Thread: Re: [GENERAL] pg_dump error - LOCALIZATION PROBLEM

Re: [GENERAL] pg_dump error - LOCALIZATION PROBLEM

From
Peter Eisentraut
Date:
Tom Lane writes:

> I think our problems are worse than that: once the identifier has been
> through a locale-dependent case conversion we really have a problem
> matching it to an ASCII string.  The only real solution may be to
> require *all* keywords to be matched in the lexer, and forbid strcmp()
> matching in later phases entirely.

There are several classes of strcasecmp() misuse:

1. Using strcasecmp() on strings that are guaranteed to be lower case,
because the parser has assigned to the variable one of a finite set of
literal strings.  See CREATE SEQUENCE, commands/sequence.c for example.

2. Using strcasecmp() on strings that were parsed as keywords.  See CREATE
OPERATOR, CREATE AGGREGATE, CREATE TYPE, commands/define.c.

3. Using strcasecmp() on the values of GUC variables.

4. Using strcasecmp() for parsing configuration files or other things with
separate syntax rules.  See libpq/hba.c for reading the recode table.

For #1, strcasecmp is just a waste.

For #2, we should export parts of ScanKeywordLookup as a generic function,
perhaps "normalize_identifier", and then we can replace
   strcasecmp(var, "expected_value")

with
   strcmp(normalize_identifier(var), "expected_value")
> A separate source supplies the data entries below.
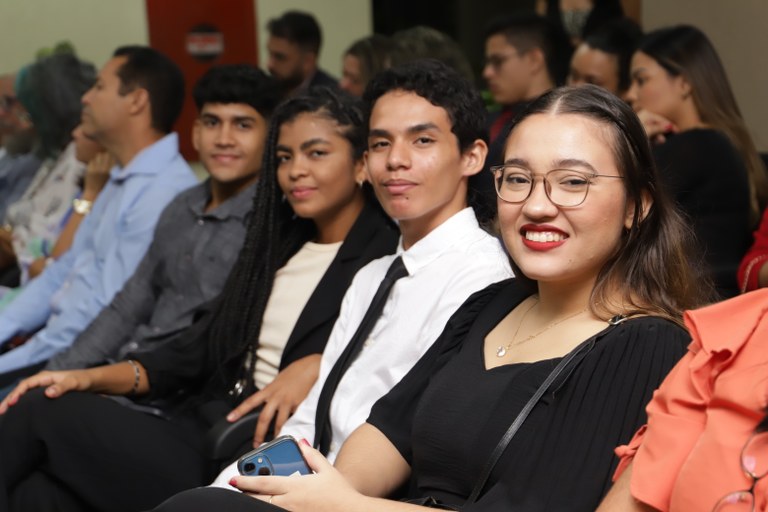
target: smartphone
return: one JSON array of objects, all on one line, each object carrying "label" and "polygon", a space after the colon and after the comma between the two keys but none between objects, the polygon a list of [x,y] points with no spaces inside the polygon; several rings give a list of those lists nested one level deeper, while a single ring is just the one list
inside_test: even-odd
[{"label": "smartphone", "polygon": [[291,436],[278,437],[246,453],[237,461],[237,470],[246,476],[312,474],[299,444]]}]

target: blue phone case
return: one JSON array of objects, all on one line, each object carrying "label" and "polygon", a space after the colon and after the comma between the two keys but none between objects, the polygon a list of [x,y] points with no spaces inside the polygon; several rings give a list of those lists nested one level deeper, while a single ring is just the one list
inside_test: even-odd
[{"label": "blue phone case", "polygon": [[310,475],[307,461],[291,436],[281,436],[246,453],[237,461],[237,470],[247,476]]}]

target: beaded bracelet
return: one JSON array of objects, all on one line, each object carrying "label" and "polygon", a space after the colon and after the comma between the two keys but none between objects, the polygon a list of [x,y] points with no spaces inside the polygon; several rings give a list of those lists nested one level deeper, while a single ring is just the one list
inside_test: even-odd
[{"label": "beaded bracelet", "polygon": [[133,386],[131,387],[131,391],[128,394],[133,396],[139,390],[139,379],[141,378],[141,369],[139,368],[139,364],[133,359],[128,359],[128,364],[133,367]]}]

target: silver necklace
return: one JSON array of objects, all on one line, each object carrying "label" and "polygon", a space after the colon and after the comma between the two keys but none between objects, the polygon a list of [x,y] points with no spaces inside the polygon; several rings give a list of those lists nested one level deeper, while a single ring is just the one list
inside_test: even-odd
[{"label": "silver necklace", "polygon": [[515,338],[517,338],[517,333],[520,332],[520,327],[523,325],[523,322],[525,321],[525,318],[528,316],[528,313],[530,313],[530,311],[533,309],[533,306],[535,306],[538,303],[539,301],[534,302],[533,305],[531,305],[531,307],[529,307],[525,311],[525,313],[523,314],[523,317],[520,319],[520,323],[518,324],[517,329],[515,330],[514,336],[512,336],[512,341],[510,341],[509,344],[507,344],[506,346],[499,345],[499,348],[496,349],[496,357],[504,357],[505,355],[507,355],[507,352],[509,351],[509,349],[512,348],[513,346],[522,345],[523,343],[531,341],[534,338],[538,338],[539,336],[541,336],[542,334],[544,334],[554,326],[561,324],[566,320],[570,320],[571,318],[575,318],[589,309],[589,306],[587,306],[586,308],[582,309],[581,311],[577,311],[572,315],[568,315],[565,318],[561,318],[560,320],[555,320],[554,322],[550,323],[548,326],[546,326],[544,329],[540,330],[536,334],[531,334],[530,336],[527,336],[520,341],[515,341]]}]

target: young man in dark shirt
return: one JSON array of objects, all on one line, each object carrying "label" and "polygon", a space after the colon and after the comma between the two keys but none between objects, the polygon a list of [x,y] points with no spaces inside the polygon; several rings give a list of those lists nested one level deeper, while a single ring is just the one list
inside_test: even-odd
[{"label": "young man in dark shirt", "polygon": [[224,286],[245,237],[278,89],[257,68],[221,66],[200,79],[193,96],[194,146],[210,178],[166,207],[136,272],[48,369],[85,368],[151,348],[188,327]]}]

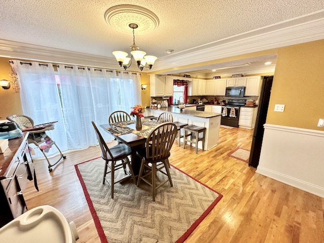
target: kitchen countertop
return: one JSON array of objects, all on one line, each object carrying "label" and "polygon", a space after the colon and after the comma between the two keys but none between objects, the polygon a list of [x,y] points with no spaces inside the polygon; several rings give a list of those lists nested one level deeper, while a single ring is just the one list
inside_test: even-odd
[{"label": "kitchen countertop", "polygon": [[[150,109],[148,108],[147,109]],[[211,118],[215,116],[222,115],[220,113],[208,112],[207,111],[201,111],[199,110],[193,110],[183,109],[182,110],[179,108],[175,106],[169,106],[168,107],[161,107],[158,109],[152,109],[152,110],[161,110],[170,113],[176,114],[182,114],[192,116],[196,116],[201,118]]]}]

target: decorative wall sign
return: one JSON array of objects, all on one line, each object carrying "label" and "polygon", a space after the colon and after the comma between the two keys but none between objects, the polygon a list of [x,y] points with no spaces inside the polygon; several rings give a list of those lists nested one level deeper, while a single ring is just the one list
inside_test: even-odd
[{"label": "decorative wall sign", "polygon": [[240,74],[233,74],[232,75],[232,77],[242,77],[243,75]]},{"label": "decorative wall sign", "polygon": [[19,93],[20,87],[19,87],[19,82],[18,82],[18,78],[17,74],[12,71],[9,73],[10,77],[10,85],[16,93]]}]

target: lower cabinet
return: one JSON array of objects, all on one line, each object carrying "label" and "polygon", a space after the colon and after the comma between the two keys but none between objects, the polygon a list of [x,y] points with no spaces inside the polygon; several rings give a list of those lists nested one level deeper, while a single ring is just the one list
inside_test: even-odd
[{"label": "lower cabinet", "polygon": [[238,126],[247,129],[254,128],[257,118],[257,107],[241,107],[239,110]]},{"label": "lower cabinet", "polygon": [[28,180],[34,180],[38,190],[28,134],[10,140],[5,156],[0,157],[0,227],[27,211],[23,192]]}]

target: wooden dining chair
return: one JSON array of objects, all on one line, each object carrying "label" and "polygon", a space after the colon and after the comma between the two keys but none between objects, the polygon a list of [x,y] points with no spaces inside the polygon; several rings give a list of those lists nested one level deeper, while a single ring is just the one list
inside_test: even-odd
[{"label": "wooden dining chair", "polygon": [[173,123],[173,117],[170,113],[163,112],[160,114],[156,120],[159,123]]},{"label": "wooden dining chair", "polygon": [[[172,123],[165,123],[158,125],[148,135],[145,148],[137,152],[137,155],[142,158],[137,186],[141,180],[151,186],[153,201],[155,200],[156,191],[160,187],[168,181],[170,185],[173,186],[169,168],[169,157],[177,131],[177,126]],[[166,175],[168,179],[156,185],[155,180],[158,172]]]},{"label": "wooden dining chair", "polygon": [[[132,150],[129,146],[124,143],[117,144],[110,148],[108,148],[95,123],[93,121],[91,123],[95,129],[98,141],[100,148],[101,148],[101,157],[106,161],[102,184],[105,184],[105,181],[107,181],[110,185],[111,198],[113,198],[113,188],[115,184],[131,177],[133,179],[134,183],[136,183],[136,179],[128,157],[132,153]],[[130,171],[128,171],[126,165],[128,166]],[[108,168],[110,171],[107,171]],[[126,175],[127,175],[127,176],[124,177],[118,181],[115,181],[115,171],[122,168],[124,169],[124,172]],[[109,173],[111,174],[110,182],[106,178],[106,176]]]},{"label": "wooden dining chair", "polygon": [[131,116],[128,113],[123,110],[114,111],[110,114],[108,119],[110,124],[117,122],[125,122],[126,120],[131,120]]}]

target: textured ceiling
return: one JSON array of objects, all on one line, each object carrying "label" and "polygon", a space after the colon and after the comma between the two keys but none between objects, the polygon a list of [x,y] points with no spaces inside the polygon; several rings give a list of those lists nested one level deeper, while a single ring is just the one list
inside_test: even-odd
[{"label": "textured ceiling", "polygon": [[168,49],[188,51],[324,9],[324,1],[313,0],[2,0],[0,38],[112,58],[113,51],[130,52],[132,33],[113,29],[105,12],[125,4],[158,18],[154,31],[135,30],[140,50],[158,58]]}]

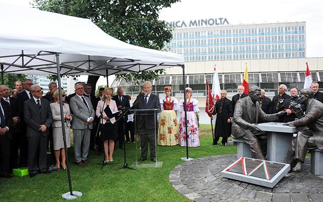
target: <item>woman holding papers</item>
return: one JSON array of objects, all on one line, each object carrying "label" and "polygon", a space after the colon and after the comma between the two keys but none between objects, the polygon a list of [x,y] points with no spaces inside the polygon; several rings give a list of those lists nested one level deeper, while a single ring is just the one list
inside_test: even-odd
[{"label": "woman holding papers", "polygon": [[178,144],[178,123],[176,110],[178,101],[171,96],[172,87],[165,86],[166,96],[159,99],[162,112],[158,123],[157,142],[160,145],[172,146]]},{"label": "woman holding papers", "polygon": [[[97,103],[95,113],[96,116],[100,118],[100,131],[101,139],[104,146],[105,162],[113,161],[113,150],[115,141],[117,140],[117,125],[113,124],[116,122],[116,118],[112,114],[118,111],[118,108],[116,102],[111,99],[112,94],[112,91],[110,88],[104,89],[103,92],[104,99],[99,100]],[[110,110],[106,108],[107,107]],[[108,115],[107,112],[109,112]]]},{"label": "woman holding papers", "polygon": [[186,106],[187,115],[187,142],[188,146],[195,147],[200,145],[200,135],[198,132],[198,123],[196,118],[196,113],[200,110],[197,107],[197,100],[193,99],[192,96],[192,88],[185,88],[186,98],[184,101],[180,101],[181,117],[180,118],[180,132],[179,141],[181,146],[186,146],[186,130],[185,128],[185,119],[184,106]]}]

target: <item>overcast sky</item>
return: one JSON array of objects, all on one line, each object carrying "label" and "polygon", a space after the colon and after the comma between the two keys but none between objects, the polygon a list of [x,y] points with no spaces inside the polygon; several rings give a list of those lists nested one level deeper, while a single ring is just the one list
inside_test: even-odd
[{"label": "overcast sky", "polygon": [[[0,2],[25,6],[29,6],[29,2],[0,0]],[[232,25],[305,21],[306,57],[322,57],[322,9],[321,0],[182,0],[170,8],[163,10],[160,19],[169,22],[226,18]],[[99,83],[103,83],[106,81],[105,79],[100,80]]]}]

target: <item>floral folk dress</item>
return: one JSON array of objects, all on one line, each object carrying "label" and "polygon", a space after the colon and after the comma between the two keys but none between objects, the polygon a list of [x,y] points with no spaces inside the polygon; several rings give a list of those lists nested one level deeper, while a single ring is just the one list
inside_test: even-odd
[{"label": "floral folk dress", "polygon": [[157,143],[160,145],[172,146],[178,144],[178,122],[176,110],[178,101],[172,97],[159,100],[162,112],[158,126]]},{"label": "floral folk dress", "polygon": [[197,100],[191,98],[187,104],[185,104],[183,99],[180,101],[181,107],[181,117],[180,118],[180,131],[179,143],[181,146],[186,146],[186,136],[185,129],[185,115],[184,110],[184,105],[186,105],[186,113],[187,117],[187,131],[188,146],[196,147],[200,145],[200,135],[198,132],[198,123],[195,113],[199,112],[197,107]]}]

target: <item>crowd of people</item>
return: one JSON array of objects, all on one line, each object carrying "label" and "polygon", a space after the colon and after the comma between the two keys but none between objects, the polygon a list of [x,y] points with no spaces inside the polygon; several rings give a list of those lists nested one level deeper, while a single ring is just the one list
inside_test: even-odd
[{"label": "crowd of people", "polygon": [[[115,95],[114,89],[107,87],[100,88],[94,96],[91,85],[77,82],[75,92],[68,96],[53,81],[49,83],[49,91],[44,95],[40,86],[33,84],[31,79],[17,81],[15,86],[10,91],[7,85],[0,85],[2,177],[12,177],[12,169],[18,167],[28,167],[30,177],[39,173],[50,173],[47,161],[49,154],[51,154],[58,169],[66,169],[62,123],[68,148],[71,145],[70,129],[73,130],[74,161],[80,166],[89,163],[87,159],[89,149],[96,150],[98,155],[104,153],[104,163],[113,161],[116,147],[123,148],[124,141],[134,142],[135,127],[140,140],[141,162],[147,160],[148,144],[150,160],[156,162],[155,138],[157,143],[162,146],[179,144],[185,146],[187,144],[188,146],[196,147],[200,145],[198,101],[192,97],[192,89],[189,87],[185,89],[185,100],[179,102],[171,96],[171,86],[164,87],[165,95],[159,98],[151,92],[151,83],[146,81],[142,86],[143,90],[132,103],[131,97],[124,94],[122,86],[118,87]],[[323,102],[323,93],[318,91],[318,84],[312,83],[310,88],[313,92],[313,98]],[[252,134],[248,131],[252,131],[252,126],[248,124],[250,128],[242,130],[234,123],[235,121],[240,121],[239,118],[245,121],[250,119],[247,121],[248,123],[268,120],[284,123],[293,121],[296,118],[294,106],[300,103],[298,91],[295,87],[291,88],[290,96],[286,94],[287,90],[285,85],[280,85],[278,94],[273,100],[265,96],[264,90],[259,90],[256,106],[253,104],[256,103],[256,99],[244,93],[242,86],[238,87],[237,94],[233,96],[232,100],[227,98],[227,91],[222,90],[221,98],[215,103],[214,113],[217,117],[212,144],[217,144],[222,137],[222,145],[227,145],[228,137],[231,135],[243,136],[246,141],[251,141]],[[62,96],[63,116],[60,92]],[[250,100],[243,99],[245,97]],[[304,110],[304,105],[301,106]],[[132,107],[134,110],[146,110],[144,115],[138,111],[135,117],[136,126],[133,114],[129,112],[124,114]],[[262,110],[261,112],[258,107]],[[185,109],[187,122],[185,121]],[[160,112],[156,113],[150,109],[158,109]],[[249,113],[245,112],[249,111]],[[180,112],[179,120],[177,111]],[[280,112],[285,112],[284,115],[276,116],[280,114]],[[251,117],[249,114],[255,115]],[[257,130],[255,128],[253,129]],[[252,153],[263,159],[264,156],[259,152],[262,145],[261,136],[258,137],[260,138],[259,145],[250,144],[253,148]]]}]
For #3, it's not quite clear, because the string value could have been
created by an identifier or a string constant, so it's either #2 or #4.
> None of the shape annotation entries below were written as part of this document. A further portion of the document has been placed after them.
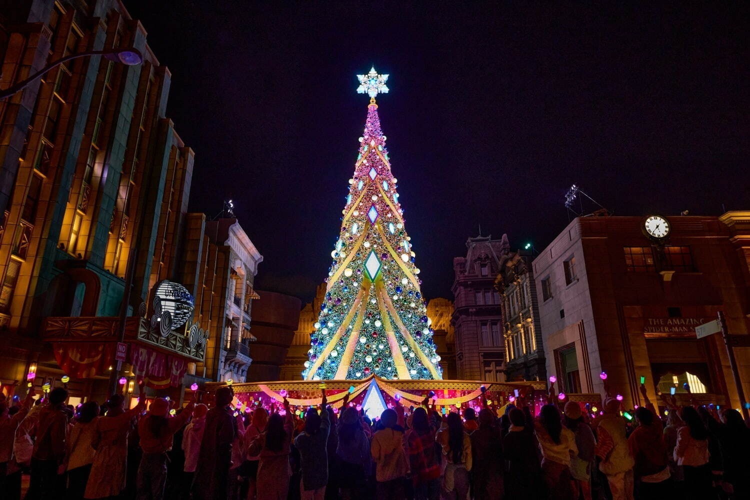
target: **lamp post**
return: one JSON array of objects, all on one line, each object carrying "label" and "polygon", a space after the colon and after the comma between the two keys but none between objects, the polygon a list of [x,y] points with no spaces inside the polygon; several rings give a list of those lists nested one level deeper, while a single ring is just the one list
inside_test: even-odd
[{"label": "lamp post", "polygon": [[88,57],[90,55],[104,55],[110,61],[122,62],[123,64],[126,64],[128,66],[136,66],[143,62],[143,56],[141,55],[140,52],[137,49],[134,48],[110,49],[109,50],[90,50],[88,52],[80,52],[78,54],[70,54],[70,55],[67,55],[62,59],[56,61],[55,62],[50,63],[26,79],[22,80],[16,85],[8,87],[4,90],[0,90],[0,99],[10,97],[16,92],[23,90],[29,83],[40,77],[47,71],[55,69],[64,62],[68,62],[70,59],[75,59],[79,57]]}]

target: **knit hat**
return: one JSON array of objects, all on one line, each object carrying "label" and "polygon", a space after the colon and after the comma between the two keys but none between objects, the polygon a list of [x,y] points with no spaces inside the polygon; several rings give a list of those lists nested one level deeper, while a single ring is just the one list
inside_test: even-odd
[{"label": "knit hat", "polygon": [[351,406],[341,412],[341,417],[339,418],[342,424],[351,425],[359,420],[359,414]]},{"label": "knit hat", "polygon": [[151,403],[148,411],[152,415],[166,417],[166,414],[170,412],[170,403],[164,398],[158,397]]},{"label": "knit hat", "polygon": [[565,405],[565,416],[571,420],[580,418],[580,406],[574,401],[568,401]]},{"label": "knit hat", "polygon": [[620,401],[614,397],[604,400],[604,413],[617,413],[620,412]]}]

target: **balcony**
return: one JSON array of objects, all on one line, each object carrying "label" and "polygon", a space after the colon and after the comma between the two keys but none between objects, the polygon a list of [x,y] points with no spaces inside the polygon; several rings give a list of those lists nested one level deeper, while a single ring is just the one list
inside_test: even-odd
[{"label": "balcony", "polygon": [[224,350],[226,351],[226,363],[249,367],[253,362],[253,358],[250,357],[250,348],[242,342],[232,340],[228,346],[224,346]]}]

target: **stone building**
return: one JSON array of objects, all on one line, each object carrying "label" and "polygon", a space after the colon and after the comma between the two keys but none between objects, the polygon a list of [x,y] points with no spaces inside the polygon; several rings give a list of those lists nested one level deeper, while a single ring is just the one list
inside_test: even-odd
[{"label": "stone building", "polygon": [[[2,14],[2,88],[74,53],[134,47],[143,61],[75,58],[0,101],[0,389],[68,375],[71,401],[102,401],[138,377],[178,397],[186,373],[220,359],[206,356],[227,338],[213,325],[238,318],[229,338],[247,337],[260,254],[238,226],[212,243],[188,214],[194,155],[165,114],[171,75],[121,1],[21,0]],[[203,307],[230,283],[239,310]]]},{"label": "stone building", "polygon": [[312,302],[308,302],[299,313],[299,324],[292,345],[290,346],[281,367],[281,380],[302,380],[302,370],[304,362],[308,361],[308,351],[310,350],[310,339],[315,327],[313,325],[318,320],[320,304],[326,298],[326,283],[320,283],[315,290],[315,298]]},{"label": "stone building", "polygon": [[495,288],[502,302],[506,376],[508,381],[545,380],[546,369],[531,250],[510,251],[502,235]]},{"label": "stone building", "polygon": [[[203,224],[189,241],[187,251],[197,255],[197,247],[202,244],[206,245],[206,254],[198,259],[197,268],[188,262],[184,268],[190,277],[196,274],[210,291],[196,301],[196,321],[214,319],[207,324],[206,370],[199,367],[198,373],[212,381],[244,382],[253,361],[250,343],[256,340],[250,331],[252,301],[260,298],[253,283],[263,256],[236,219],[205,222],[202,214],[190,216]],[[199,223],[194,227],[200,226]]]},{"label": "stone building", "polygon": [[[260,299],[253,312],[253,334],[257,340],[253,343],[248,382],[280,380],[299,327],[302,303],[296,297],[274,292],[258,290],[258,295]],[[297,373],[301,370],[300,367]]]},{"label": "stone building", "polygon": [[434,298],[427,304],[427,316],[432,320],[434,331],[432,340],[435,342],[436,352],[440,357],[444,380],[456,379],[455,334],[451,319],[453,316],[453,303],[447,298]]},{"label": "stone building", "polygon": [[[506,246],[504,246],[506,245]],[[466,256],[453,259],[456,376],[464,380],[505,381],[505,343],[500,295],[494,289],[507,240],[477,236]]]},{"label": "stone building", "polygon": [[695,328],[724,311],[748,394],[750,212],[665,220],[657,238],[645,217],[578,217],[536,257],[547,372],[566,392],[601,393],[604,371],[628,408],[643,404],[641,377],[652,400],[674,388],[687,403],[688,383],[699,401],[740,408],[722,334]]}]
For #4, we need some ASCII-only strcasecmp version.

-- 
Peter Eisentraut   peter_e@gmx.net   http://funkturm.homeip.net/~peter



Re: [GENERAL] pg_dump error - LOCALIZATION PROBLEM

From
Tom Lane
Date:
Peter Eisentraut <peter_e@gmx.net> writes:
> 2. Using strcasecmp() on strings that were parsed as keywords.  See CREATE
> OPERATOR, CREATE AGGREGATE, CREATE TYPE, commands/define.c.

But the real point is that they were parsed as identifiers, *not*
keywords, and therefore have already been through a locale-dependent
case conversion.  (Look at what happens in scan.l after
ScanKeywordLookup fails.)  Unless we can undo or short-circuit that,
it won't help to apply a correct ASCII-only comparison.

Possibly we should change the parser's Ident node type to carry both the
raw string and the downcased-as-identifier string.  The latter would
serve the existing needs, the former could be used for keyword matching.

> For #2, we should export parts of ScanKeywordLookup as a generic function,
> perhaps "normalize_identifier", ...
> For #4, we need some ASCII-only strcasecmp version.

I think these are the same thing.
        regards, tom lane